Le Sud-Africain pilote son groupe Compagnie financière Richemont avec assurance et dextérité et n’a pas à rougir face aux empires de Bernard Arnault et François Pinault.

Se disputant la première place des plus grandes fortunes d’Afrique du Sud avec la famille Oppenheimer, Johann Rupert n’est pas pour autant du genre à fouler les plateaux-télé et à chercher la lumière. À son image, le groupe suisse qu’il préside, Compagnie financière Richemont, paraît en effet moins clinquant que ses deux principaux rivaux, LVMH et Kering. Tradition suisse oblige. Cependant, si l’on regarde de plus près son portefeuille de marques ou "maisons", la société helvète n’a pas à rougir face à ses concurrentes françaises : Cartier, Van Cleef & Arpels, Montblanc, IWC, Jaeger-LeCoultre, Panerai, Piaget, Baume & Mercier, Dunhill… Richemont fut également le propriétaire de Lancel de 1997 à 2018.

La peau dure et la patte longue

Connu sur la scène internationale grâce à Richemont, Johann Rupert détient également 7 % de la société d’investissement sud-africaine diversifiée Remgro, qu’il préside ainsi que 25 % de Reinet Investments, une holding basée au Luxembourg. Surnommé "Rupert l’ours", est-ce son tempérament bougon, son physique imposant ou son style conservateur et moins flamboyant que Bernard Arnault qui lui ont valu ce surnom ? Ou bien est-ce ce côté très prudent, voire pessimiste, surtout lorsqu’il s’agit de projections économiques et de fluctuations boursières ? Toujours est-il qu’il se considère lui-même comme plutôt "réaliste" qu’autre chose. Quant à son caractère bourru et sa mainmise sur Richemont, jugez plutôt : le fonds spéculatif activiste Bluebell Capital Partners l’a récemment accusé d’agir en parrain au sein du groupe de luxe suisse et a soumis plusieurs résolutions afin d’en bousculer la gouvernance, en proposant notamment d’intégrer l’ancien dirigeant de Bulgari, Francesco Trapani – par ailleurs ex-patron de Bluebell –, en tant qu’administrateur… Ce que les actionnaires, fidèles au padre, ont massivement rejeté, ainsi que les deux autres résolutions. Coup raté, donc, pour le fonds londonien qui avait réussi à évincer Emmanuel Faber de Danone.

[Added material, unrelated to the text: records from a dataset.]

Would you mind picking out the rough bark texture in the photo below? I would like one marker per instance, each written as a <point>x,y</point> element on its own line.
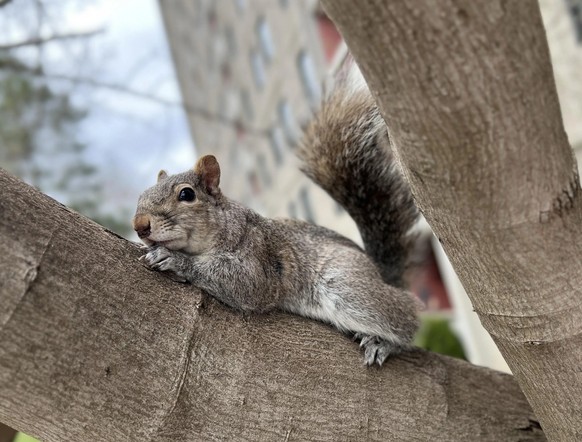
<point>6,433</point>
<point>467,91</point>
<point>93,346</point>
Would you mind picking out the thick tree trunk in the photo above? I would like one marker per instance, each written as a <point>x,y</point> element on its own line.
<point>93,346</point>
<point>467,91</point>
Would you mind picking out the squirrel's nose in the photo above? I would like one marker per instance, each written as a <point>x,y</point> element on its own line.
<point>141,224</point>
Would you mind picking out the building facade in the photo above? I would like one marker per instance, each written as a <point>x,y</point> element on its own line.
<point>252,74</point>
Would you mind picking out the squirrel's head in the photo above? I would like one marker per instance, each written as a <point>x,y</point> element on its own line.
<point>180,211</point>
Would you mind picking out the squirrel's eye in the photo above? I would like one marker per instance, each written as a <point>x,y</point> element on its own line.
<point>186,194</point>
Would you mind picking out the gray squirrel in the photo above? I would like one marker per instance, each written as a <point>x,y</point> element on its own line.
<point>257,264</point>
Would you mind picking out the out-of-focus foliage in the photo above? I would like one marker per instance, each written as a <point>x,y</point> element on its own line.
<point>435,334</point>
<point>40,124</point>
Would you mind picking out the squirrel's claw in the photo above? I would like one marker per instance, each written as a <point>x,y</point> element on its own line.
<point>376,349</point>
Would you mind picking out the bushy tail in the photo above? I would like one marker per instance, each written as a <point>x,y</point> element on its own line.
<point>346,151</point>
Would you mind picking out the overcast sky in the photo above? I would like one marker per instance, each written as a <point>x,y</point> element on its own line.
<point>129,137</point>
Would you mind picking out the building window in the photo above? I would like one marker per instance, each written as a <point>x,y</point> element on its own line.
<point>265,40</point>
<point>254,183</point>
<point>264,170</point>
<point>575,7</point>
<point>240,5</point>
<point>305,201</point>
<point>292,210</point>
<point>230,41</point>
<point>309,78</point>
<point>276,141</point>
<point>287,121</point>
<point>258,69</point>
<point>247,105</point>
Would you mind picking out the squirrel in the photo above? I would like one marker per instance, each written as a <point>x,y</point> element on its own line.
<point>257,264</point>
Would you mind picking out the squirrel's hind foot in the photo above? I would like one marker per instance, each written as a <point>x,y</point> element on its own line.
<point>376,349</point>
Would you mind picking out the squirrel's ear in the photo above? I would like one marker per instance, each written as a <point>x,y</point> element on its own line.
<point>209,171</point>
<point>162,175</point>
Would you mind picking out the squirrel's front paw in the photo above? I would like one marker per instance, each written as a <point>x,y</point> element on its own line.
<point>376,349</point>
<point>158,258</point>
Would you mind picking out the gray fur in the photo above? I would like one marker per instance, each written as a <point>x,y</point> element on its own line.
<point>256,264</point>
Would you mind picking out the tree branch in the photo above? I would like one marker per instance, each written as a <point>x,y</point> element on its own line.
<point>93,346</point>
<point>18,66</point>
<point>467,91</point>
<point>38,41</point>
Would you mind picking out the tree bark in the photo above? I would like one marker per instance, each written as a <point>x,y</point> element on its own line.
<point>467,91</point>
<point>93,346</point>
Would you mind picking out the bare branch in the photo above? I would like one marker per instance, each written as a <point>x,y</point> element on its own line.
<point>93,346</point>
<point>189,110</point>
<point>39,41</point>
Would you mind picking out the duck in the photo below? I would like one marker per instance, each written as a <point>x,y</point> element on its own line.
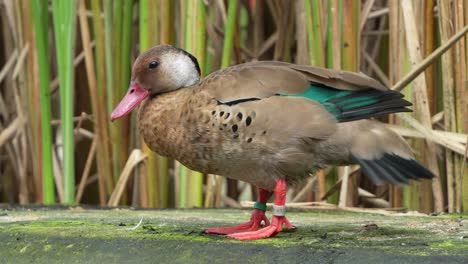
<point>268,123</point>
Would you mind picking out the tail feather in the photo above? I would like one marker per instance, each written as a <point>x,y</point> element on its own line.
<point>393,169</point>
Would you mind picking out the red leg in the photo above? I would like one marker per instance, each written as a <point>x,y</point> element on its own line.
<point>258,215</point>
<point>277,221</point>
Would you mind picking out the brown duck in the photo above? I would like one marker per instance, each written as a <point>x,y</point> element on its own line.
<point>268,123</point>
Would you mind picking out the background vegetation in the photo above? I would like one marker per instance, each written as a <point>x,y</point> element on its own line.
<point>66,64</point>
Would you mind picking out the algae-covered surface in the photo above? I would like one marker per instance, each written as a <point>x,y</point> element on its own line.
<point>77,235</point>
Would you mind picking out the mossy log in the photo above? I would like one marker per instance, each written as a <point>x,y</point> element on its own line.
<point>77,235</point>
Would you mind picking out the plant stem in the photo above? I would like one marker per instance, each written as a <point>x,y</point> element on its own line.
<point>40,15</point>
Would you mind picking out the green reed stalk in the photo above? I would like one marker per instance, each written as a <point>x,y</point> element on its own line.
<point>63,13</point>
<point>350,47</point>
<point>108,22</point>
<point>100,107</point>
<point>118,92</point>
<point>314,33</point>
<point>229,33</point>
<point>188,19</point>
<point>41,23</point>
<point>145,43</point>
<point>197,177</point>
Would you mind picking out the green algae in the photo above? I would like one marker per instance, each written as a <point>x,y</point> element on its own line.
<point>177,235</point>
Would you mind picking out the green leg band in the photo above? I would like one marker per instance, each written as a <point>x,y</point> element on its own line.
<point>260,206</point>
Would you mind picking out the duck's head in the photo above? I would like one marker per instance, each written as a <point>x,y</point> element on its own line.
<point>159,70</point>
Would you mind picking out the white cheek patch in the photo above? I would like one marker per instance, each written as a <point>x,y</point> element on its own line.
<point>180,70</point>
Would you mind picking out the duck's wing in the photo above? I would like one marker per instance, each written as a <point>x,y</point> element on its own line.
<point>346,95</point>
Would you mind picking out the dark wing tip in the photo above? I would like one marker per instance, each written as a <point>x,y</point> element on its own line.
<point>393,169</point>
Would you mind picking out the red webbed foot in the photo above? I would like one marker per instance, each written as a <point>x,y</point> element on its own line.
<point>276,226</point>
<point>279,219</point>
<point>258,216</point>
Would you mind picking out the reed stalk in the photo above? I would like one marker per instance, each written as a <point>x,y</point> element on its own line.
<point>41,25</point>
<point>229,33</point>
<point>148,175</point>
<point>63,13</point>
<point>200,50</point>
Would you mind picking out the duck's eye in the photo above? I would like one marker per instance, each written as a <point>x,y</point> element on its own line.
<point>153,64</point>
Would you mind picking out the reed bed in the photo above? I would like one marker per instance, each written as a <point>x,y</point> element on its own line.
<point>66,64</point>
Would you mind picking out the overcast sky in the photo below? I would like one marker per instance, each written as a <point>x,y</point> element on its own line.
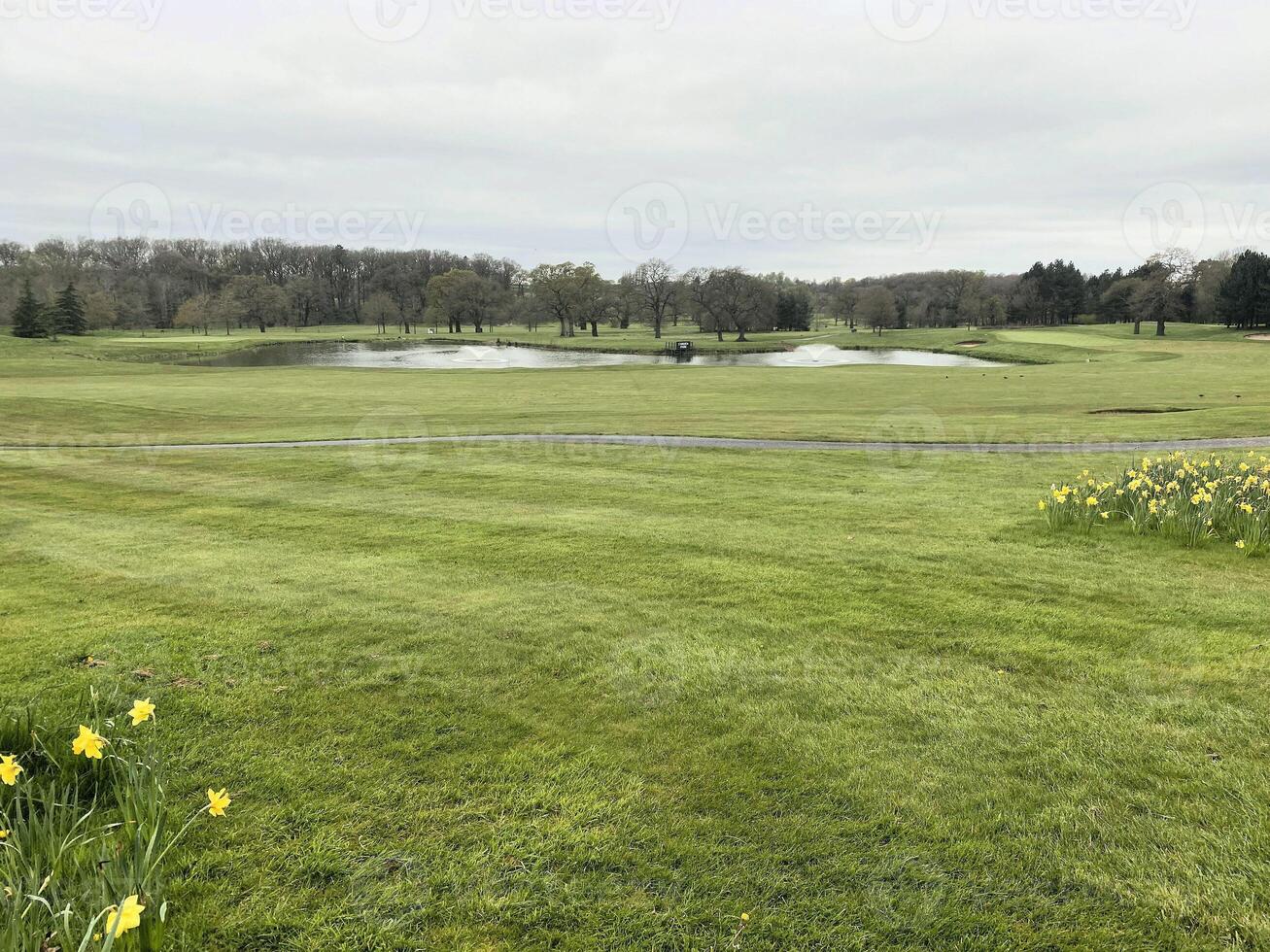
<point>819,137</point>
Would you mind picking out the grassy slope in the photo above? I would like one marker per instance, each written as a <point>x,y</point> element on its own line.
<point>608,697</point>
<point>102,391</point>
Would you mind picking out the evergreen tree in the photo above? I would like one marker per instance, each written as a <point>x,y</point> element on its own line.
<point>67,314</point>
<point>28,319</point>
<point>1244,300</point>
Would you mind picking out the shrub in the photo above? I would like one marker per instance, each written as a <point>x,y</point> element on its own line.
<point>86,832</point>
<point>1191,499</point>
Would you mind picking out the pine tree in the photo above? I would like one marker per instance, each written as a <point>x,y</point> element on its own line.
<point>67,314</point>
<point>28,319</point>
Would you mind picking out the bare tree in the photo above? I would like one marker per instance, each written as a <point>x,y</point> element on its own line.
<point>654,284</point>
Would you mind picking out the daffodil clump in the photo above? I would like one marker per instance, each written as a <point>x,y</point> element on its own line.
<point>86,832</point>
<point>1192,499</point>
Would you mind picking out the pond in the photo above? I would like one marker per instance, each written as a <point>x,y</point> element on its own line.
<point>404,356</point>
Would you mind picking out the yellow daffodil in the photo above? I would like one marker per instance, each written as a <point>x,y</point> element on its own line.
<point>87,743</point>
<point>9,769</point>
<point>216,802</point>
<point>122,919</point>
<point>141,711</point>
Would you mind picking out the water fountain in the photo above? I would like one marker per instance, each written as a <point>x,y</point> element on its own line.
<point>814,356</point>
<point>474,356</point>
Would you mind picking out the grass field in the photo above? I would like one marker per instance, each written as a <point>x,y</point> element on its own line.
<point>512,697</point>
<point>103,390</point>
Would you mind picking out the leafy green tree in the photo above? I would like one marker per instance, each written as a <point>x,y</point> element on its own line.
<point>28,317</point>
<point>876,309</point>
<point>571,293</point>
<point>463,296</point>
<point>263,302</point>
<point>199,313</point>
<point>381,309</point>
<point>67,314</point>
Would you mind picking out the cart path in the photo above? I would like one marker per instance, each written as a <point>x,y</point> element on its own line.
<point>689,443</point>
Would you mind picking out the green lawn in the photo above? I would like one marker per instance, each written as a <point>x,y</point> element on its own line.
<point>115,390</point>
<point>522,697</point>
<point>517,697</point>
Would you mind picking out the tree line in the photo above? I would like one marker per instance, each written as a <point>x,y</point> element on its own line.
<point>70,287</point>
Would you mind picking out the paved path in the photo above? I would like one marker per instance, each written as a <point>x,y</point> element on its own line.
<point>698,443</point>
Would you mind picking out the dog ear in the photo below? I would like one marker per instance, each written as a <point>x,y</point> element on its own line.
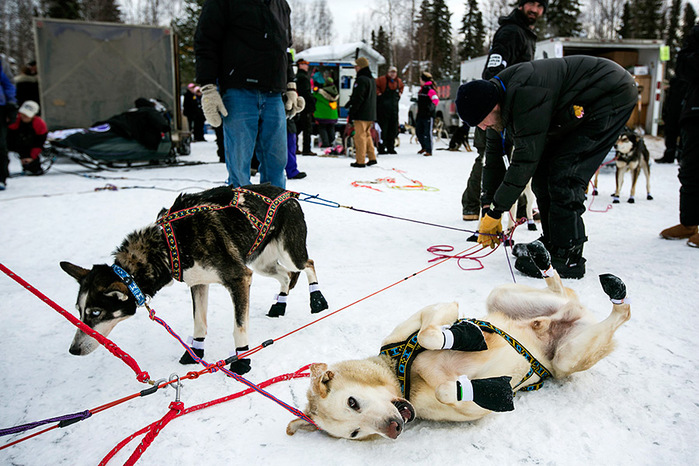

Cartier, Lancel, Van Cleef&Arpels, Montblanc, Panerai, Piaget, Dunhill... Le groupe de Johann Rupert regorge de pépites

L’instinct paternel

Né à Stellenbosch, à l’est du Cap, Johann Rupert étudie l’économie et le droit des sociétés avant de s’envoler pour New York à la Chase Manhattan Bank puis de travailler chez Lazard Frères. En 1979, il rentre au pays pour fonder la Rand Merchant Bank. Son goût pour les affaires, il l’a sans doute hérité de son père, Anton Ruppert, qui a commencé dans le vin et le tabac, établissant sa société Rembrandt en 1948, et se diversifiant au fur et à mesure. Le groupe paternel met d’ailleurs un pied dans le luxe grâce à Johann qui, encore en terre newyorkaise, propose à son père d’entrer au capital de Cartier. En 1985, il rejoint le groupe Rembrandt pour épauler son père. Afin d’éviter les sanctions liées à l’apartheid, le duo décide de séparer les actifs sudafricains des actifs étrangers. Les premiers seront regroupés au sein de Remgro, les derniers donneront naissance au groupe Richemont en 1988.

Un ours bienveillant

S’il reste très discret, Nicolas Sarkozy l’avait tout de même repéré en 2009, le décorant officier de l’Ordre national de la Légion d’honneur, en tant qu’"ambassadeur inestimable pour les produits de luxe français comme Cartier, Chloé et Lancel". Mais c’est probablement dans la société plus large que Johann Rupert a le plus d’impact. Il préside par exemple la fondation Michelangelo pour la créativité et l’artisanat ou encore la Peace Parks Foundation pour la préservation d’écosystèmes dans le sud de l’Afrique et qu’il créa avec feu Nelson Mandela. Enfin, il promeut avec ferveur l’inclusion à travers le sport sur ses terres natales.